Possibly Sourced from Open Doors
All the numbers in the quote seem very similar to the numbers produced by Open Doors, a venture sponsored by the US State Department to collect statistics about US students overseas, and international students in the US.
That's up from about 200 during the depths of the pandemic.
211, according to Open Doors.
[T]here were over 11,000 Americans studying in China in 2019
11,639 according to the same interactive as above.
[T]here are nearly 300,000 Chinese students in the United States
289,526, according to a different page on the same site.
But the one number I couldn't verify on the site was the "800 currently in China" statistic.
The most recent data is from the 2021/2022 school year - so my guess is that the source of the quote is a government official or Open Doors employee with access to data that has not yet been finalized or published. If so, we'll be able to confirm this number in a year or two when the data is put online.
800 Actually Seems Reasonable
The data we do have shows that China has become less attractive in recent years:
While the total number of US students abroad increased from basically none in 2020/2021 to about half of the pre-pandemic total in 2021/2022, the number of US students in China decreased over the same time period, going from 382 to 211.
I would speculate that some combination of strict COVID lockdowns, the post-COVID Chinese economic slowdown, and increasing US / Chinese tensions have made China significantly less attractive to US students, but we'd need some kind of polling to back that up.
Context
China represented about 3% of US overseas students prior to the pandemic - the majority of US students were going to Europe if they were going abroad.

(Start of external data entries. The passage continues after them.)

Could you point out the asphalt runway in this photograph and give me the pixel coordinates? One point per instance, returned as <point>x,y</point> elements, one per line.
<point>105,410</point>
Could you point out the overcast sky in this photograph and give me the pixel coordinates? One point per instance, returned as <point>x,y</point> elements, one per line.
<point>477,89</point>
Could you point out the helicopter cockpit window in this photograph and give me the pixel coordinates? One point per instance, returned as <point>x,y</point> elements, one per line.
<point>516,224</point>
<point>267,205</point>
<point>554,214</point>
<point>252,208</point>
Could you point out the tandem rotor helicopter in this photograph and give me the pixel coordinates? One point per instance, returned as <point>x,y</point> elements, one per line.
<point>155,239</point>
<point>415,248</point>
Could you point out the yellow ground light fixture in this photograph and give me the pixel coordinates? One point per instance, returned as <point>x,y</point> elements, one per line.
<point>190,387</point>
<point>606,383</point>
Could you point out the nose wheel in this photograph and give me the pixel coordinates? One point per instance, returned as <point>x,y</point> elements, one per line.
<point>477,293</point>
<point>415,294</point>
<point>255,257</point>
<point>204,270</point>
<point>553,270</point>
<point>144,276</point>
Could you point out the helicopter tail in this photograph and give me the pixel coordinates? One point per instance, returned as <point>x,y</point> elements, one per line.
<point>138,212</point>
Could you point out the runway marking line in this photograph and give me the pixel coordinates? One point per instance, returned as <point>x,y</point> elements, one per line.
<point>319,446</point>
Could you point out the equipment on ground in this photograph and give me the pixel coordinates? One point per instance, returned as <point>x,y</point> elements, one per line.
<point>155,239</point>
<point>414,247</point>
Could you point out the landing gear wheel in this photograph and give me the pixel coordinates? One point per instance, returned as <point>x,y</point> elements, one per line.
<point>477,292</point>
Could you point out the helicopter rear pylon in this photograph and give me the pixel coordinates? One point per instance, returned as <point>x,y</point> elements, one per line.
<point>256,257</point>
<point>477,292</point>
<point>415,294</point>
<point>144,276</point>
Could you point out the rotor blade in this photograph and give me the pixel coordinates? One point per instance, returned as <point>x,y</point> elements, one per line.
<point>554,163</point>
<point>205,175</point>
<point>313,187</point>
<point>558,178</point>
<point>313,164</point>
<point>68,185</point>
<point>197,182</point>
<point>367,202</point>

China doesn't have as many high ranking universities as the West - US News and World Report puts 3 of the top 50 global universities in China, compared to 13 in Europe (and 7 between Canada and Australia, where English is an official language).
And 2 of China's 3 high ranking universities are in Hong Kong, which has been in the news for unpleasant reasons in recent years.
Given that, I'm not too surprised that US student's interest in Chinese Universities waned as the Chinese economy cooled, tensions between China and the West rose, and the PRC cracked down on internal dissent; China wasn't a major destination for US students in the first place.